The initial pitch was for a “Twitter of despair,” a social network that eschews the carefully curated illusion of the perfect, happy life and instead embraces the moments that are less than great. While there’s no shortage of complaining on established social networks, Grumble is being custom built for exasperation. Of course there are “love” buttons and comments and hashtags to theme your posts about work or relationships or food. And you can specifically see grumbles from your friends or a feed of the most popular posts.
Grumble is also supposed to match users with other users with similar opinions, and allow them to chat with each other. “Misery loves company,” as the saying goes, and the interaction can foster cameraderie, empathy, and maybe even friendship. And for now, at least, Grumble allows anonymous posts (something that’s been the downfall of a few other social apps). It’s now in an open beta, which you can try at Grumble.space.

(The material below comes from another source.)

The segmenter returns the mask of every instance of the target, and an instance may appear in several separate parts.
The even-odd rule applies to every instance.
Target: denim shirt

The Grumble team includes Constantin Dumba (developer), Dana Arakawa (research and psychology), and Keahi Selhorst (sales, marketing, and business development).
If you find yourself sending the same message to people over and over again, especially from your smartphone (where typing and texting can be especially hard on your fingers), KeyReply is for you.
KeyReply reminded me initially of the popular Mac app TextExpander: Type ‘ttaddress’ and your full mailing address appears. Type ‘ttrsvp’ and you get, “We’d love to see you, so please let us know if you’ll be able to join us so we can save you a seat.” But many email and messaging apps, let alone operating systems themselves, now have similar shortcut and form letter functionality built in.
KeyReply takes a few unusual approaches to what it does, though. First of all, it’s built as an alternative keyboard (which you can select the same way you might switch to the ever popular ’emoji’ keyboard), so it can work in any app, from Gmail to Facebook Messenger. There’s also an online desktop component, allowing you to categorize and edit your different messages at a computer rather than trying to manage things on a smartphone screen.
But most importantly, KeyReply is pitched as a “team keyboard,” which means that you and other members of your company or organization can share the same set of standard messages. So your customer service team can have a standard template for responding to feedback or providing directions to your office. You can have a whole set of answers to frequently asked questions shared across your staff so everyone is on the same page.
KeyReply launched in beta over the summer, and already has version 1.1 live in the App Store. The team includes Spencer Yang, Carylyne Chan, and Max Xu MengXiang. The three previously built GraphPaper.
When taking a long trip, a layover doesn’t have to mean wasted hours in an airport hotel. “Add a destination and pay less,” declares the QuestOrganizer website. “Turn your flight into a quest!”
The creators of QuestOrganizer found their inspiration while backpacking across South America last year, when they found the cheapest flights were sometimes to the most interesting destinations on lesser-known airlines. While they were able to make their way around the continent, they knew there must be a way to make it easier to build flexible itineraries.
Their flight search engine goes further than most of the mainstream players, disregarding tightly integrated airline alliances and including independent and low-cost airlines. More importantly, QuestOrganizer encourages travelers to visit extra destinations on their way from Point A to Point B, finding some unexpected adventures along the way. And as people use the site (and QuestOrganizer already has a growing user base), the self-learning algorithm gets better on making recommendations. On your way from Seattle to London? Why not spend a few days in Boston, or Norway, or Denmark?
And when you combine separate one-way flights on different airlines, and visit multiple cities, you might still end up spending about the same or even less than you would have by just going point to point. QuestOrganizer is definitely a great new tool in the arsenal of travel hackers.